Uploaded image for project: 'Jenkins'
  1. Jenkins
  2. JENKINS-61340

Cannot launch windows pods

    XMLWordPrintable

    Details

    • Similar Issues:

      Description

      Hi,

      I'm trying to get windows pods working on GKE but for both the jnlp and shell container I get the following errors:

      Error: failed to start container "jnlp": Error response from daemon: CreateComputeSystem jnlp: The system cannot find the file specified.

      Error: failed to start container "shell": Error response from daemon: CreateComputeSystem shell: The system cannot find the file specified.

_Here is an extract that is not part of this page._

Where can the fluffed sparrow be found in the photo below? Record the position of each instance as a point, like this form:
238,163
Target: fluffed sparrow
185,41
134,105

      This is using the sample pipeline:

      /*
       * Runs a build on a Windows pod.
       * Tested in EKS: https://docs.aws.amazon.com/eks/latest/userguide/windows-support.html
       */
      podTemplate(yaml: '''
      apiVersion: v1
      kind: Pod
      spec:
        containers:
        - name: jnlp
          image: jenkins/jnlp-agent:latest-windows
        - name: shell
          image: mcr.microsoft.com/powershell:preview-windowsservercore-1809
          command:
          - powershell
          args:
          - Start-Sleep
          - 999999
        nodeSelector:
          beta.kubernetes.io/os: windows
      ''') {
          node(POD_LABEL) {
              container('shell') {
                  powershell 'Get-ChildItem Env: | Sort Name'
              }
          }
      }
      

      Here's an outline the commands I used to setup the cluster:

      gcloud beta container clusters create jenkins-cd \
        --num-nodes 2 \
        --machine-type n1-standard-2 \
        --scopes "https://www.googleapis.com/auth/source.read_write,cloud-platform" \
        --enable-ip-alias \
        --release-channel=rapid
      
      gcloud container clusters get-credentials jenkins-cd
      
      gcloud beta container node-pools create windows-pool \
        --cluster=jenkins-cd \
        --image-type=WINDOWS_SAC \
        --no-enable-autoupgrade \
        --machine-type=n1-standard-2
      
      wget https://get.helm.sh/helm-v2.16.1-linux-amd64.tar.gz
      
      tar zxfv helm-v2.16.1-linux-amd64.tar.gz
      cp linux-amd64/helm .
      
      kubectl create clusterrolebinding cluster-admin-binding --clusterrole=cluster-admin --user=$(gcloud config get-value account)
      
      kubectl create serviceaccount tiller --namespace kube-system
      kubectl create clusterrolebinding tiller-admin-binding --clusterrole=cluster-admin --serviceaccount=kube-system:tiller
      
      ./helm init --service-account=tiller
      ./helm update
      
      ./helm version
      
      ./helm install -n cd stable/jenkins -f jenkins/values.yaml --version 1.2.2 --wait
      
      kubectl get pods
      
      export POD_NAME=$(kubectl get pods -l "app.kubernetes.io/component=jenkins-master" -o jsonpath="{.items[0].metadata.name}")
      kubectl port-forward $POD_NAME 8080:8080 >> /dev/null &
      
      kubectl get svc
      
      printf $(kubectl get secret cd-jenkins -o jsonpath="{.data.jenkins-admin-password}" | base64 --decode);echo
      

      Then I login into Jenkins and try to run the sample pipeline for windows but I cannot get it to work.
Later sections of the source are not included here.